A randomized controlled trial by METR (Nate Rush et al.) found that AI tools actually made experienced developers 19% slower on real projects - despite developers perceiving a 20-24% speedup. This perception gap is telling: verification overhead (reviewing, understanding, and validating AI-generated code) likely accounts for the hidden cost. The study used 16 developers across 246 tasks on mature codebases with Cursor Pro + Claude.

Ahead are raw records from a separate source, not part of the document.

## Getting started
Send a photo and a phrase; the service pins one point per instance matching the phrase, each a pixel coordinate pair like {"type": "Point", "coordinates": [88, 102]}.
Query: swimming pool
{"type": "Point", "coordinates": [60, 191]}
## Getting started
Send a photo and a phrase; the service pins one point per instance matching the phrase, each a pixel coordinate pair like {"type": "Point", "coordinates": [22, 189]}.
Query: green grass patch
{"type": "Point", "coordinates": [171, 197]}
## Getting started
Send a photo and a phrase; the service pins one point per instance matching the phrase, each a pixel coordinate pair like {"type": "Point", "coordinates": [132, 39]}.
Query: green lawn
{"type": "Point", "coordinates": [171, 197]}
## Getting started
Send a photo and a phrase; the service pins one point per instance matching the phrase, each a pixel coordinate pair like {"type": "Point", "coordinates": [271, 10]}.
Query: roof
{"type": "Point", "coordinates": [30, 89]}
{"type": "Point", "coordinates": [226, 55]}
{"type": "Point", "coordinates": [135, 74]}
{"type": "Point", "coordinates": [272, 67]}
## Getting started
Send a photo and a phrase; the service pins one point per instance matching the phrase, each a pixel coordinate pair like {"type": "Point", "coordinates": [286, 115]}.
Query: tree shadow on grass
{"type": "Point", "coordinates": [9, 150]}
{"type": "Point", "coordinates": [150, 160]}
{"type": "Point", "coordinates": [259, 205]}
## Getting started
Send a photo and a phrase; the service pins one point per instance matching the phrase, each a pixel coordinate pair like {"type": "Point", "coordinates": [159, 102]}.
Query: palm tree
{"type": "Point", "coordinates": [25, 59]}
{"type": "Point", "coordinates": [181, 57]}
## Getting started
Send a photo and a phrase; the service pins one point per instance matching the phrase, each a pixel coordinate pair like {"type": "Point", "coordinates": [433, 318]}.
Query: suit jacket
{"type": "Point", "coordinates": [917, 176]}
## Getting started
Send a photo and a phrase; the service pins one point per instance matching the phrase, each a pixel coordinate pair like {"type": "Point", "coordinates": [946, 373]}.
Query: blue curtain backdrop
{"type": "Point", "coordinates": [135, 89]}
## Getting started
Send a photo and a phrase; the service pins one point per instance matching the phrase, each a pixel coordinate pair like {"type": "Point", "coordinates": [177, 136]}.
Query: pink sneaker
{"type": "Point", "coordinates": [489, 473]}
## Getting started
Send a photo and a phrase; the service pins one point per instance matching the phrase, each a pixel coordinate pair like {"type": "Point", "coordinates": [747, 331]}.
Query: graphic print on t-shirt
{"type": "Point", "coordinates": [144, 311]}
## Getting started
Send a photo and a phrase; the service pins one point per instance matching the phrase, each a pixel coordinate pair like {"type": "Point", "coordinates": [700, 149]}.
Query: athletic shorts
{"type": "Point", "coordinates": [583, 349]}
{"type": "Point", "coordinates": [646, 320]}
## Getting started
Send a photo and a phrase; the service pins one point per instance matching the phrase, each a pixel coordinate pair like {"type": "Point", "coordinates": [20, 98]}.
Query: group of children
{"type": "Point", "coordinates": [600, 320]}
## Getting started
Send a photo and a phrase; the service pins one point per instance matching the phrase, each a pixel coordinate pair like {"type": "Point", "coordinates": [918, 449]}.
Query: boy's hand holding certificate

Verification Failures in Practice

The Moltbook security breach is a case study in what happens when verification is skipped entirely. A viral AI social network, built without a single line of human-written code, exposed its entire Supabase database (1.5M API keys, 35K emails, private messages) due to missing Row Level Security policies. The founder said: “I didn’t write a single line of code for @moltbook.” The breach also revealed the “agent internet” was mostly humans running bot fleets (88:1 agent-to-human ratio). Vibe coding without verification creates systemic risk at speed.

Testing Becomes the Job

Before AI, getting devs to write tests was painful. “Just let me merge this, I’ll write tests later.” Now writing tests is gonna be the job! There will be much whining.

— @whusterj, January 2026

Alternative Approaches to Verification

StrongDM’s “Software Factory” takes a radical position: humans never write or review code. Instead, correctness is validated through scenario testing against a “Digital Twin Universe” - behavioral clones of third-party APIs (Okta, Jira, Slack). Scenarios are treated as holdout sets, inaccessible to the coding agents, forcing genuine behavioral correctness. This is an attempt to push the verification barrier right by replacing human review (which doesn’t scale) with automated behavioral validation (which does, at ~$1,000/day in tokens per engineer).

The Right Unit of Work

The Nilenso blog argues that getting the “unit of work” abstraction wrong causes exponential complexity - the same exponential the verification complexity theorem describes. AI productivity should be measured by customer outcomes (user stories), not lines of code generated. A well-defined unit of work is itself a form of barrier management: it bounds the verification scope to something tractable.